近年、特に力を入れているのが、チームごとに行っている上司と部下の1on1。「相談や困りごとの有無に関係なく定期的に対話することで、相互理解を深め、個人やチームの課題やアラートの早期発見にも繋げたい」という目的で実施しています。

今回は、CTOの狩野 裕介と、サブマネージャーの竹内 一矢に、普段の1on1の様子を実際に見せてもらいました。「いま思っていることを何でも話してもらう場」にするために、タンバリンの1on1では、どのようなことを大切にしているのでしょうか?

目次

  1. プロフィール
  2. 対話の機会そのものに価値がある
  3. 相手の言葉が出るまで待つ。「話す」側で学んだ「聞く」姿勢
  4. 1on1は「話す側」のための時間

プロフィール

狩野 裕介 / Yusuke Kano(写真:左)
株式会社タンバリン
CTO / クラウドインテグレーション2部 部長
HTML、CSSの制作やFlashによるインタラクティブなコンテンツ制作を経験後、エンジニアへ転身。Herokuを利用したPHP、Laravelのアプリ開発、Salesforceを利用したAPI、システム開発などバックエンド全般に携わる。現在はCTO 兼 クラウドインテグレーション2部の部長として、エンジニアが楽しくやりがいを持って働ける環境の構築とチームの生産性向上のために日々奮闘。
Twitter @usk
竹内 一矢 / Kazuya Takeuchi(写真:右)
株式会社タンバリン フロントエンドエンジニア
クラウドインテグレーション2部 開発チーム5 サブマネージャー
不動産の営業職をしていた頃、エンジニアの仕事に興味を持ち、職業訓練学校に通い独学で技術を習得した。TAMに入社し、4年ほど開発業務を経験した後、デザイン会社に転職。その後「再び技術を追求できる環境で働きたい」と考えるようになったタイミングで、TAM時代の元同僚から誘いを受けて、2020年2月にタンバリン入社。現在はサブマネージャーを務める。
GitHub , Wantedly

対話の機会そのものに価値がある

ーータンバリンで最初に1on1を始めたのが、狩野さんでしたよね。どのような目的でスタートしたのですか?
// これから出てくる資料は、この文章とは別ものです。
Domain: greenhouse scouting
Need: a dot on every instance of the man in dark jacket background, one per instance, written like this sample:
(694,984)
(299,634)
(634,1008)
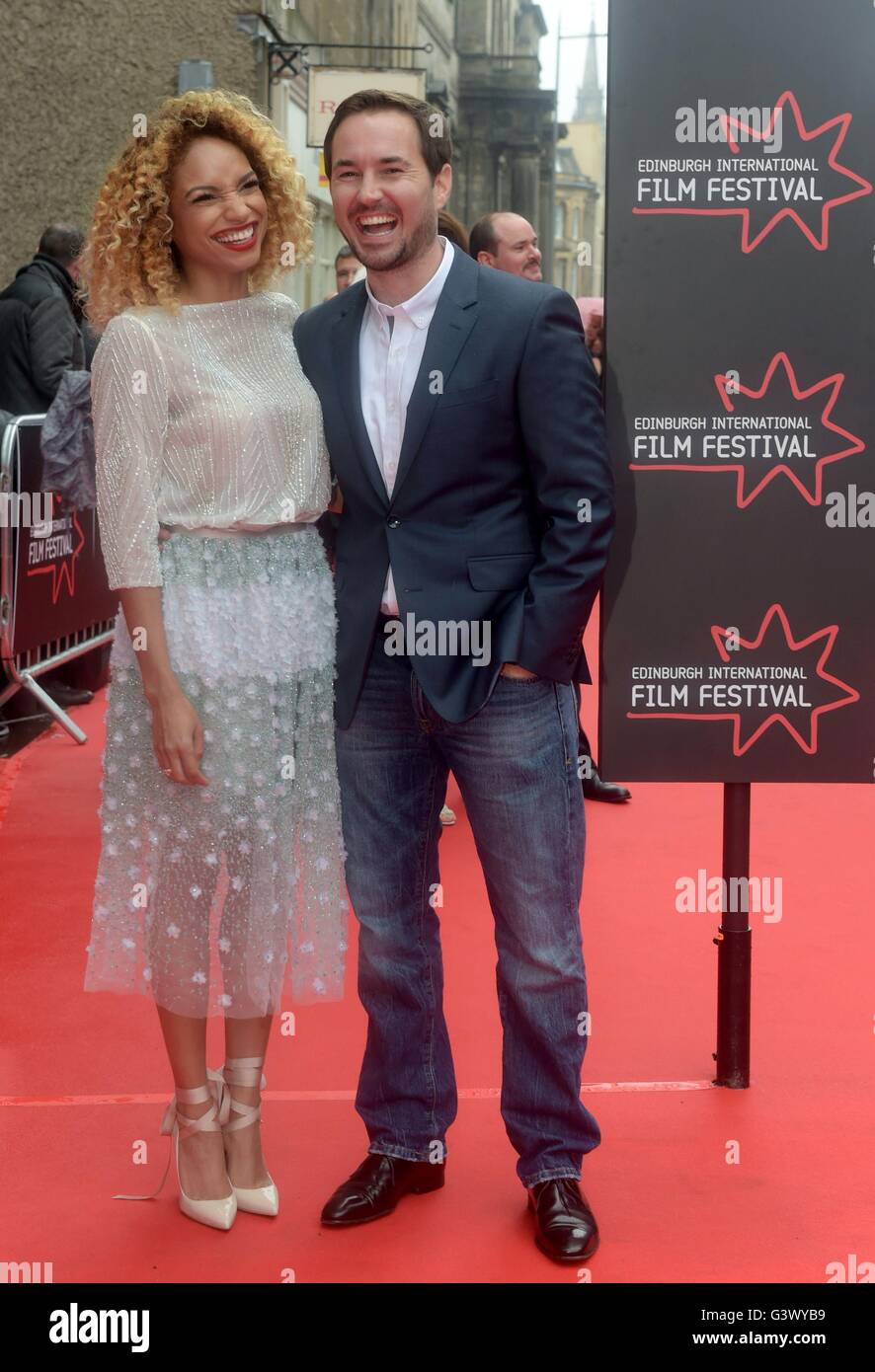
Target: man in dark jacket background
(40,324)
狩野:一番の目的は、信頼関係の構築です。良い組織を作るためには、上長とメンバーがお互いに理解を深めるコミュニケーションの場が欠かせません。

とはいえ、業務に関するMTG以外で各メンバーと話し合う時間を取るのは、なかなか難しいもの。だからこそ「用件があってもなくても実施する」定期的な1on1が大切なのです。

最近の良かったことや悩みを共有することは、各メンバーのふりかえりの機会にもなり、社内課題の早期発見にも繋がっていきます。1on1はタンバリンにおいて、とても重要な役割を果たしていると思います。

▲1on1でのコミュニケーションが組織力を高める


ーー1on1のルールとして、具体的に定めていることはありますか?

狩野:自由に話してほしいので、内容や進め方の細かいルールは特に定めていません。ただ、必ず認識してほしいのは「1on1の場において、主役は部下(メンバー)である」ということ。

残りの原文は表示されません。